Fairer taxes would encourage environmental improvements. Jonathan Adler, Director of Environmental Studies at CEI, says “the estate tax, for example, spurs unneeded development by walloping rural families with large tax assessments on undeveloped land that is passed down. Often, subdividing and developing that land, and destroying whatever habitat is there, is the only way to cover the tax liability. So even tax cuts can encourage greater environmental protection.”

The Cato Institute’s Jerry Taylor highlights another principle that free-market environmentalists rally behind: Do No Harm. Taylor notes, “Many government programs encourage or directly cause environmental harm. In addition, carelessly drawn up environmental laws often harm the economy and/or citizens and their constitutionally protected rights.”

According to Taylor, government “is often the worst polluter and violator of environmental laws. It exempts itself from environmental policies with one hand while establishing laws and regulations and creating bureaucracies to enforce such laws with the other hand.”



Evidence of an Impact

Evidence is growing that free-market environmental principles are helping to shape public policy. The hostile reception that President Clinton’s global warming treaty received in the U.S. Senate was due in part to the efforts of free-market environmentalists, who have pointed out the deficiencies in the science and economics of global warming theory.

The “Do No Harm” principle discussed by Taylor is listed as the first policy priority under “Natural Resource and Environment” in the House of Representatives Concurrent Resolution on the Budget for 1997. The second policy priority of the budget resolutions states that “Economic Growth is a Vital Prerequisite for Environmental Progress,” and the last priority stresses the need to permit state and local government to take the lead in responding to environmental problems.

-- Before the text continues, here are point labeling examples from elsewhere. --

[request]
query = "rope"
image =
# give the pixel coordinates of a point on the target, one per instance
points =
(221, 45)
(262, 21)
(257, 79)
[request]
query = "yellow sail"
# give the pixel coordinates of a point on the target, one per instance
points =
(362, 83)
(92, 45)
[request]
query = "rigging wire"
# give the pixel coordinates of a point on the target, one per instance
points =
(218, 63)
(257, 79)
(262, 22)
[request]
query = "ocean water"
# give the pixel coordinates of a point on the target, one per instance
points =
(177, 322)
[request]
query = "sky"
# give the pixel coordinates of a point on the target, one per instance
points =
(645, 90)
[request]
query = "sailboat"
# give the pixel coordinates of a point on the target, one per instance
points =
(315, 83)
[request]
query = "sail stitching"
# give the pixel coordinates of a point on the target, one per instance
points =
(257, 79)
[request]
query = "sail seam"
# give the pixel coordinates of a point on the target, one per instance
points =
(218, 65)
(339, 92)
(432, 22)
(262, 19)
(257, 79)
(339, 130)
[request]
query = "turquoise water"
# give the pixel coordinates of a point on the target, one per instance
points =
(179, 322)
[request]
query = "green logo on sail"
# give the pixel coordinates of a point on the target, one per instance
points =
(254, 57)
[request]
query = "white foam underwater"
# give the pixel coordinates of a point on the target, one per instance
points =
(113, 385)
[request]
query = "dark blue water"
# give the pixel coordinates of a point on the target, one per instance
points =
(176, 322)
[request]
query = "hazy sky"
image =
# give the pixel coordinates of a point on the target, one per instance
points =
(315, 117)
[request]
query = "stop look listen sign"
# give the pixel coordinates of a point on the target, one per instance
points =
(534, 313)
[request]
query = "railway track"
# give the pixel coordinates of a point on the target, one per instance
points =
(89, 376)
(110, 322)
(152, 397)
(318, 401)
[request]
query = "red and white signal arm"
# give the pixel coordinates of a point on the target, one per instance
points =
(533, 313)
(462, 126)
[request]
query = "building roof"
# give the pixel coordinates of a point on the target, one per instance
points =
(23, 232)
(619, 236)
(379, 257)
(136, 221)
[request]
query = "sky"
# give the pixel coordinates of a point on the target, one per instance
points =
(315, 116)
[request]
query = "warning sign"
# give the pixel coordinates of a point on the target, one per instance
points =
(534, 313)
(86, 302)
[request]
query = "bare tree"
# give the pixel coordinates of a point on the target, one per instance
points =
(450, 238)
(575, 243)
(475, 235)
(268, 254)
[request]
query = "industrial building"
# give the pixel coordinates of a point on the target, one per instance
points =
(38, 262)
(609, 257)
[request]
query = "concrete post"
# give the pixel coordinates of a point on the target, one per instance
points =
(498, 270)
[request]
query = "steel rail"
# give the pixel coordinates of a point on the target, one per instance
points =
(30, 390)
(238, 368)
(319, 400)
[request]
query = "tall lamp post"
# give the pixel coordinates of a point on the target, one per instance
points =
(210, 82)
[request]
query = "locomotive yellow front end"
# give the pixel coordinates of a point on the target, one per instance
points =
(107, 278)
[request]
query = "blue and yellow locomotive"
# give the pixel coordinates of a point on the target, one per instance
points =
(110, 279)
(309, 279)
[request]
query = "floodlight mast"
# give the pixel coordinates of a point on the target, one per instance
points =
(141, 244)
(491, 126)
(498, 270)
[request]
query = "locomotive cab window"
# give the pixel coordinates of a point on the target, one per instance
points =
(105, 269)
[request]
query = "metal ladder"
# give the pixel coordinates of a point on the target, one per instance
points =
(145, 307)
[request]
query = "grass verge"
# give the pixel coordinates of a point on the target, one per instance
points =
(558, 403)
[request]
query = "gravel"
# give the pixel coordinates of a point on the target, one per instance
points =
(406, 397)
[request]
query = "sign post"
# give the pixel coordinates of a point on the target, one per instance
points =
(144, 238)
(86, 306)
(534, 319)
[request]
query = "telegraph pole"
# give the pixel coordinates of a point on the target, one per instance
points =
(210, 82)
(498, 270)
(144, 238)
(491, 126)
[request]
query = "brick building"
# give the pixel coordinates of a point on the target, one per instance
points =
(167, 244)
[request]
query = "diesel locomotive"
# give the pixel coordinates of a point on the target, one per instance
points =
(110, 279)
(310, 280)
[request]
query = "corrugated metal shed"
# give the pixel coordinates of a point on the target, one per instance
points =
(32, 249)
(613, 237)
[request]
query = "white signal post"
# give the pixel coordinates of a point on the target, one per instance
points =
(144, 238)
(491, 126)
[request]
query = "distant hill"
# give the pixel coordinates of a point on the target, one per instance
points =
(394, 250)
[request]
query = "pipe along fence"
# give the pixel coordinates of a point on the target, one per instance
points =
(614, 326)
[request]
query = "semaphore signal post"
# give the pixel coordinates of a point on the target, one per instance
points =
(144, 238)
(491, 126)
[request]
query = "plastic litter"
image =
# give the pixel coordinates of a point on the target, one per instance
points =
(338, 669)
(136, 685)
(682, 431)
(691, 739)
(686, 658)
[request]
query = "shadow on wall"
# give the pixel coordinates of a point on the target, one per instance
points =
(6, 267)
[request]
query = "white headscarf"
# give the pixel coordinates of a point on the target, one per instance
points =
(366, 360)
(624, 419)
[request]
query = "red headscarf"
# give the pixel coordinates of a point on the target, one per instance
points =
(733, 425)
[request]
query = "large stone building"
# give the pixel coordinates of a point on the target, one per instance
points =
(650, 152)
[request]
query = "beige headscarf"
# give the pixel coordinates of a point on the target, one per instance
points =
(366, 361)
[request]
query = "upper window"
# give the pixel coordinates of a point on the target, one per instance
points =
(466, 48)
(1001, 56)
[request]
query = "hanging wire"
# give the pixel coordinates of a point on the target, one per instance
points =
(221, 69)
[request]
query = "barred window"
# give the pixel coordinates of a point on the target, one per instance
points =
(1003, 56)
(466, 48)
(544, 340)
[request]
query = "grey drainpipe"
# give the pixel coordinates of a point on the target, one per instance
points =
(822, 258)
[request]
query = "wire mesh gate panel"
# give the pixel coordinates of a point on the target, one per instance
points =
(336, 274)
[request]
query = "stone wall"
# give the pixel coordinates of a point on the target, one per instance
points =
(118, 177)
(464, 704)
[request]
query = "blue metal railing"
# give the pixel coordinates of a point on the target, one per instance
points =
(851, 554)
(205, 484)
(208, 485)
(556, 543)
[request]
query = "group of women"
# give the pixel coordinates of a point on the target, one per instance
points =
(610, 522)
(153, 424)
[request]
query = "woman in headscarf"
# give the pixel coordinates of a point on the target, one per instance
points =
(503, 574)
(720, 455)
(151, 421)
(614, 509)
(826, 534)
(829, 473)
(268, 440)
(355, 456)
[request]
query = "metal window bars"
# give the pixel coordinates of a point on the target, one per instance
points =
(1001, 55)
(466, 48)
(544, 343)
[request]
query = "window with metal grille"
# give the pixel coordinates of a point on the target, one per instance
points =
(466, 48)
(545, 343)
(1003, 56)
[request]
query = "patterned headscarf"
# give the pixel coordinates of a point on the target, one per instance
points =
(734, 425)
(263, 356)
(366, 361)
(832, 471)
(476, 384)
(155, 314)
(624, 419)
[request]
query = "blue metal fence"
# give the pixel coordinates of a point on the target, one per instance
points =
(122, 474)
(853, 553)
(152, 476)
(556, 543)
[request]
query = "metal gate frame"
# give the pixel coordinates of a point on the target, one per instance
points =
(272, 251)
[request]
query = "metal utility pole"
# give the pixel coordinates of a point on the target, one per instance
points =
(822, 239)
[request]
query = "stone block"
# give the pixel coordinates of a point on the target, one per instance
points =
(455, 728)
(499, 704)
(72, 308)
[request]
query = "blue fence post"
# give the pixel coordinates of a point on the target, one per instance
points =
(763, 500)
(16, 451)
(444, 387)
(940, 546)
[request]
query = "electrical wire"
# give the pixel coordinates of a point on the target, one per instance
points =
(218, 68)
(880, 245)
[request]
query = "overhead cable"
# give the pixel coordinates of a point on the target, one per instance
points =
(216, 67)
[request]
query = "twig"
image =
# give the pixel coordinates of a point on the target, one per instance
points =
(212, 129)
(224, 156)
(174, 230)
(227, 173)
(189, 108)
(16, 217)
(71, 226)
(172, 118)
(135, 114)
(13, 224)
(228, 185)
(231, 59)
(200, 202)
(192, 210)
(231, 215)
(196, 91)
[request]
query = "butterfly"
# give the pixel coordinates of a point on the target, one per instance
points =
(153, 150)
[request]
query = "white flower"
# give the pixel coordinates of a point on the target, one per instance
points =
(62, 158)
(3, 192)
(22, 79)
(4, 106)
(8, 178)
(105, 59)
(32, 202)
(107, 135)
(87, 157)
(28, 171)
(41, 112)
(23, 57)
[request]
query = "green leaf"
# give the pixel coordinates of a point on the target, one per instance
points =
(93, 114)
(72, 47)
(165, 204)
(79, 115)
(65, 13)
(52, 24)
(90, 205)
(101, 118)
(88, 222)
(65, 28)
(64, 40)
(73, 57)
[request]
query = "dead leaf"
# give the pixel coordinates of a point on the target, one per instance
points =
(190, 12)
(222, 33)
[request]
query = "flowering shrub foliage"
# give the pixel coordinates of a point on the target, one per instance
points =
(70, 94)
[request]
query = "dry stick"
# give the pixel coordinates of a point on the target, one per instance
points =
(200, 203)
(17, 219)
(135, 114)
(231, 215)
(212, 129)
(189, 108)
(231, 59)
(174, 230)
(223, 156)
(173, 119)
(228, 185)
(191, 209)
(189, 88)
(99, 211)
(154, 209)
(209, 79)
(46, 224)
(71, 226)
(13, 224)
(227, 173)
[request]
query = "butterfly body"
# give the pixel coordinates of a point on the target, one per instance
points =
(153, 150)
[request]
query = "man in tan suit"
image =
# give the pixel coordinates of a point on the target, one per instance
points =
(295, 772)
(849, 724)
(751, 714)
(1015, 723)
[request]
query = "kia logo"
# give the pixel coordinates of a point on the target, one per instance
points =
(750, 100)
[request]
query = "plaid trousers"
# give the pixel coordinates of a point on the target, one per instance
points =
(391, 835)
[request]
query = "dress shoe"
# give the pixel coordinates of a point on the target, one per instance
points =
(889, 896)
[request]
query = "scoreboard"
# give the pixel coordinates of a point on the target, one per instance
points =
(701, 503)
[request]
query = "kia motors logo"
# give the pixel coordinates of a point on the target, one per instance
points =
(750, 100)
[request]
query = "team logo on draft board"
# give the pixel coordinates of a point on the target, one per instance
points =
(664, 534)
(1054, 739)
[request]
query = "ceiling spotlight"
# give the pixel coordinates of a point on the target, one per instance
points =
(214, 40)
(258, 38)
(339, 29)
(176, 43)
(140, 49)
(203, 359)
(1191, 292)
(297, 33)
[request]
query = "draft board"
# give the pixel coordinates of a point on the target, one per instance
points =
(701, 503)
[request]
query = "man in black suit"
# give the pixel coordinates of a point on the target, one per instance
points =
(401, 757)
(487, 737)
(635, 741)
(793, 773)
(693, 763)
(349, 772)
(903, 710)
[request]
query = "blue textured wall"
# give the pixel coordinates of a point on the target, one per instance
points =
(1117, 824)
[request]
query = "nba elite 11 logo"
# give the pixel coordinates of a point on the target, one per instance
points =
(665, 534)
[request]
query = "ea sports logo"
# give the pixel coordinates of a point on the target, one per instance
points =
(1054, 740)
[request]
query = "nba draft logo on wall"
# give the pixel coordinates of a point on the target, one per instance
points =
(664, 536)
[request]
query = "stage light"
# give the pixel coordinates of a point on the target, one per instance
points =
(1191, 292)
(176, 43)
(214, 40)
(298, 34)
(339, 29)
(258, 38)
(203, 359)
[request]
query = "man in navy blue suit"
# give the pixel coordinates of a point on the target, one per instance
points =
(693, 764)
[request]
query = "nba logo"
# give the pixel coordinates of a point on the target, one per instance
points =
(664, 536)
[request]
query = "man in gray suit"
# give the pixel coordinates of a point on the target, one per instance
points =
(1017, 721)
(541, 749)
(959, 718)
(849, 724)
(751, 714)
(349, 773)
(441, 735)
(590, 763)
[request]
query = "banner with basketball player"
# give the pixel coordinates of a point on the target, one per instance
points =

On Earth Day, Adler argues, environmentalists should shelve their preconceived prejudices against the power of free markets and free minds to improve the environment. “True environmentalists should care more about protecting the environment than protecting outdated environmental regulations.”

The times have changed, and free-market environmentalists are determined to make the national environmental movement change with them. Says Adler, “There is nothing pro-environment about clinging to decades-old laws that are ineffective, inefficient, and, in many cases, anti-environment. Often the best thing that can done for environmental protection is reducing the size and scope of the federal government.”